YONGSAN GARRISON, South Korea — Isabel Chang didn’t spend the summer before her senior year in high school sleeping in or lounging by the pool. Instead, she spent six weeks manipulating the genetic makeup of zebra fish to see whether any trends emerged that would help explain why facial defects show up in humans.
Chang, 17 and a senior at Seoul American High School on Yongsan Garrison, spent her summer paired with a scientist in Massachusetts who is doing research on birth defects.
“We got to work with full-scale researchers,” said Chang, after finishing her first day of school back at Seoul American last week. “It was better than reading a textbook.”
Chang’s physics teacher, John Malone, suggested last winter that she apply for the Research Science Institute program.
Sponsored by the Virginia-based Center for Excellence in Education and the Massachusetts Institute of Technology, the program invites about 90 high school students from around the world to work with scientists, mathematicians and engineers to learn how science is used in industry and research. Two students each year come from Department of Defense Dependents Schools, one in Europe and one in the Pacific.

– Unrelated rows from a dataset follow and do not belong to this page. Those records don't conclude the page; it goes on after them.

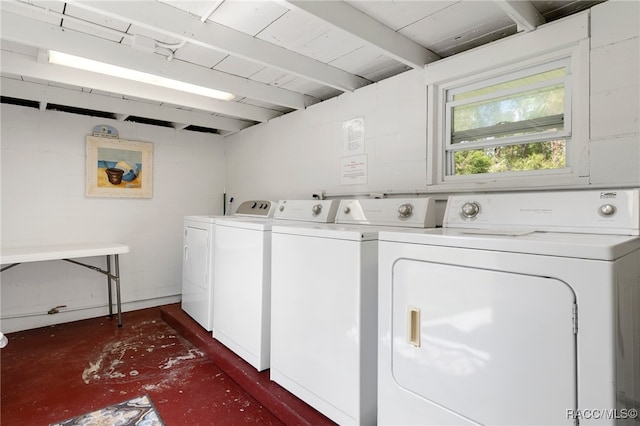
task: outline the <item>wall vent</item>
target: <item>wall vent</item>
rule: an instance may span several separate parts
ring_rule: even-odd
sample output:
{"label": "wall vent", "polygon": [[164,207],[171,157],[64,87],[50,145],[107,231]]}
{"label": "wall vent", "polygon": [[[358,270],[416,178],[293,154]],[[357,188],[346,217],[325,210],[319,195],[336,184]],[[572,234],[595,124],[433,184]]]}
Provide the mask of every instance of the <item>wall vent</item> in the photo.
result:
{"label": "wall vent", "polygon": [[115,114],[104,111],[97,111],[95,109],[76,108],[72,106],[60,105],[60,104],[47,104],[47,109],[51,111],[68,112],[71,114],[89,115],[91,117],[112,118],[115,120]]}
{"label": "wall vent", "polygon": [[137,117],[135,115],[128,116],[127,118],[125,118],[124,121],[133,121],[134,123],[151,124],[153,126],[160,126],[160,127],[173,127],[173,124],[171,124],[171,122],[169,121],[155,120],[153,118]]}
{"label": "wall vent", "polygon": [[0,96],[0,102],[3,104],[11,104],[11,105],[19,105],[29,108],[40,108],[40,102],[38,101],[30,101],[27,99],[18,99],[18,98],[10,98],[8,96]]}
{"label": "wall vent", "polygon": [[[28,108],[40,109],[39,101],[32,101],[29,99],[21,99],[21,98],[12,98],[9,96],[0,96],[0,102],[3,104],[17,105]],[[117,115],[115,113],[106,112],[106,111],[98,111],[94,109],[86,109],[86,108],[77,108],[72,106],[60,105],[60,104],[47,104],[47,110],[50,111],[59,111],[66,112],[70,114],[79,114],[79,115],[87,115],[91,117],[100,117],[100,118],[109,118],[113,120],[117,120]],[[159,126],[159,127],[169,127],[174,128],[173,123],[164,120],[155,120],[153,118],[146,117],[138,117],[134,115],[128,116],[125,121],[131,121],[134,123],[140,124],[148,124],[151,126]],[[189,125],[182,130],[189,130],[192,132],[200,132],[200,133],[211,133],[211,134],[221,134],[218,129],[203,127],[203,126],[194,126]]]}
{"label": "wall vent", "polygon": [[191,130],[193,132],[201,132],[201,133],[213,133],[213,134],[220,134],[220,132],[218,131],[218,129],[212,129],[210,127],[202,127],[202,126],[187,126],[184,128],[184,130]]}

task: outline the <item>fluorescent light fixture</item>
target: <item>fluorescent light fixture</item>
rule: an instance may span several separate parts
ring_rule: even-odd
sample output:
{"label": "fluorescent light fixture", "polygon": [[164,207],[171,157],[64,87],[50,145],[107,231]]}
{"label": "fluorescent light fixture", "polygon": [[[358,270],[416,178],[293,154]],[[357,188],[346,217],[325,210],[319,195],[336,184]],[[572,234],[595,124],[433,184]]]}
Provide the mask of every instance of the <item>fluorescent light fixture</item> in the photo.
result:
{"label": "fluorescent light fixture", "polygon": [[92,59],[82,58],[80,56],[56,52],[54,50],[49,51],[49,62],[52,64],[63,65],[65,67],[77,68],[85,71],[133,80],[140,83],[153,84],[155,86],[180,90],[181,92],[194,93],[196,95],[207,96],[223,101],[228,101],[234,98],[231,93],[210,89],[208,87],[196,86],[195,84],[172,80],[170,78],[160,77],[153,74],[147,74],[146,72],[135,71],[119,67],[117,65],[98,62]]}

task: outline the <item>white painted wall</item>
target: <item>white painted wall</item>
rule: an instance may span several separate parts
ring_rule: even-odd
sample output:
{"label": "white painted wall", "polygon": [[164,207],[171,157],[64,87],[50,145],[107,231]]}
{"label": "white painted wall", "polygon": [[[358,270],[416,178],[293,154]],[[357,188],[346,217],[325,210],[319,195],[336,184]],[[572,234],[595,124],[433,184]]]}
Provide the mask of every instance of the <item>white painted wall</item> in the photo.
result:
{"label": "white painted wall", "polygon": [[[1,113],[3,247],[128,244],[131,252],[120,256],[125,310],[179,300],[183,217],[222,213],[222,138],[6,104]],[[85,137],[99,124],[153,143],[153,198],[85,197]],[[4,333],[108,312],[106,278],[77,265],[23,264],[1,278]],[[46,315],[58,305],[67,308]]]}
{"label": "white painted wall", "polygon": [[591,182],[640,186],[640,2],[591,11]]}
{"label": "white painted wall", "polygon": [[[423,72],[409,71],[229,136],[227,193],[277,200],[424,190],[426,91]],[[368,179],[344,185],[342,127],[356,117],[364,117]]]}
{"label": "white painted wall", "polygon": [[[588,186],[640,186],[639,8],[613,0],[591,9]],[[227,192],[241,201],[309,198],[319,190],[427,191],[426,114],[417,70],[245,129],[226,139]],[[358,116],[365,118],[368,182],[343,185],[342,125]]]}

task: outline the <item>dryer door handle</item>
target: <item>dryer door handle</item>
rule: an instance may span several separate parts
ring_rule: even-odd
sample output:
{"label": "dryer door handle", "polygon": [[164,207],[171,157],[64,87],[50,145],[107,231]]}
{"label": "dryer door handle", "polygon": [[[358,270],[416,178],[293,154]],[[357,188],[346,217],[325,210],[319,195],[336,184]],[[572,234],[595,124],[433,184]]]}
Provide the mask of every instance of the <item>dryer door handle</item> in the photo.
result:
{"label": "dryer door handle", "polygon": [[420,347],[420,309],[407,308],[407,342],[416,348]]}

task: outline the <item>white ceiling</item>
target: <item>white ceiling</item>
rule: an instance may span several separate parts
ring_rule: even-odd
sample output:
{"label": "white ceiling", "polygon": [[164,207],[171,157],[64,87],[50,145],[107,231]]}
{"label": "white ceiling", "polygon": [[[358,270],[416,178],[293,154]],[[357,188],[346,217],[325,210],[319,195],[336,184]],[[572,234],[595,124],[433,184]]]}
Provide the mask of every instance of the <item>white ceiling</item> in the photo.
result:
{"label": "white ceiling", "polygon": [[[0,1],[3,102],[222,135],[602,0]],[[53,65],[48,51],[230,92]]]}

“It was an all-expense-paid trip,” Chang said.
She reported to work each weekday from 8 a.m. to 3 p.m. to learn how to manipulate the protein structure of embryonic zebra fish.
Tracking patterns of abnormalities in other organisms is one way scientists can learn about the causes and possible cures of abnormalities in humans, she said. In her experiment, Chang changed the amount of proteins in embryonic fish. As the fish grew, she tracked the changes within their skeletal structures.
The scientists use zebra fish because their genetic codes, or DNA, are similar to DNA patterns in humans, she said.
Chang lived in a dorm room at MIT in Cambridge during the six weeks, where she sat through a few introductory science lessons and met friends from Poland, Kuwait, Saudi Arabia, the United States and other countries.
Chang hopes to pursue biomedical engineering in college, she said just before tackling her physics homework. “It feels like I have direction,” she said. “That’s a good feeling.”